Closed mcarilli closed 2 years ago
Thank you very much for reaching out to us. I'm usually not on slack but if you prefer discussing there, I could go there (I believe I had an invite that is tied to an account I can't access anymore).
I agree, this is a very cool feature and it would be very useful for skorch to support it.
From what I can tell, we would need to implement two things:
1) torch.cuda.amp.autocast
for module calls
2) GradScaler.scale
for backward calls
Is it true that the two should always be used in conjunction or could you imagine a situation where they aren't?
Without going to deep into implementation details, I see three places in skorch that would need to be adjusted.
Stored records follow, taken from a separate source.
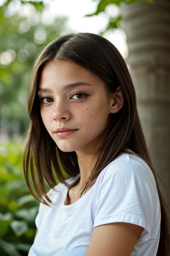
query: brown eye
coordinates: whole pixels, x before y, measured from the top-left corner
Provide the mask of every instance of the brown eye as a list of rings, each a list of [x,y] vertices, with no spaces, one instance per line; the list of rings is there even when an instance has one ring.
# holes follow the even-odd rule
[[[82,99],[85,96],[84,93],[76,93],[73,96],[72,99]]]
[[[52,98],[50,98],[49,97],[45,97],[42,99],[42,102],[43,103],[49,103],[49,102],[52,102],[54,101],[54,100]]]

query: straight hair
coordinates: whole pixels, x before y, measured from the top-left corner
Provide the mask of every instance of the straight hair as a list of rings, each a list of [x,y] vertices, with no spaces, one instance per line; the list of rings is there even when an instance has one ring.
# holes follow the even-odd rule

First, the NeuralNet.infer
and NeuralNet.get_loss
methods, through which we call the module
and the criterion. Here we need autocast
. Second, there is the NeuralNet.train_step_single
, which would need to scale the gradients. The simplest implementation would just use autocast
and scale
for those two, with the option for the user to enable or disable them (thankfully, they both have an enabled
argument, so this should be easy).
I wonder, though, if this covers all possible use cases. For instance, we could just offload the autocast
work to the users, since they're already in charge of implementing the module. That means they could just the autocast
decorator or context manager in their own code. One disadvantage here is that using ready-made modules (from, say, torchvision) would be more cumbersome.
In summary, I think what this boils down to is how flexible do you believe this system should be? If it's an on/off thing, the first solution will do, if not, we'd need to think of a better way.
@ottonemo @thomasjpfan I think an interesting implementation challenge this poses is the coupling of the two functionalities. Say a user overrides train_step_single
and forgets to implement the scaling (or just has old code lying around from when this didn't exist), but then enables autocast
, they could unwittingly run into the underflow condition. Ideally, we can somehow make sure that his won't happen.
I don't mind talking here if you don't mind non-real-time.
GradScaler.scale for backward calls
You also need to step the optimizer via scaler.step(optimizer)
, and, if any optimizers stepped this iteration, you need to call scaler.update()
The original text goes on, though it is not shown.